Mazama returned to Florida 23 December to operate out of Mayport until August 1965. On 20 August she moored at Davisville, Rhode Island, her new home port. Her deployment schedule was also changed and the next year she was assigned to the 7th Fleet.

Departing Davisville 17 March 1966, she arrived at Subic Bay 5 May and for the next six months supported units of the 7th Fleet in operations off the coast of Vietnam. On 3 November Mazama was relieved by Shasta. She then headed back to Davisville via the Suez Canal, completing her round‑the‑world cruise 20 December.

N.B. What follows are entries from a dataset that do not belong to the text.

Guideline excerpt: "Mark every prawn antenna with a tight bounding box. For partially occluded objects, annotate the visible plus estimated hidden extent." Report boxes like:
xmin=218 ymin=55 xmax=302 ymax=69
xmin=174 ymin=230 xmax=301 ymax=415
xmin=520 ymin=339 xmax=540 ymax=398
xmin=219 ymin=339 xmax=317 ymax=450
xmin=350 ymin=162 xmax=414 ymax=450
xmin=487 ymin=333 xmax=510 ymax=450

After a cruise to the Mediterranean in late 1967 through early 1968, Mazama returned to operate with and supply ammunition to the 2d Fleet into 1969. In March 1969 she departed for the Panama Canal to start a Western Pacific cruise that lasted to November 1969 with a full ships' complement arriving April 1969 in Subic Bay. Upon return to Davisville she was permanently decommissioned in 1970.

==Awards and honors==
Mazama received five battle stars for actions in the Pacific Theater of Operations at Guam, The Philippine Campaign, Saipan, Tinian, Okinawa. The Mazama was also part of the American Occupational Force of the Japanese Home Islands following the end of World War II.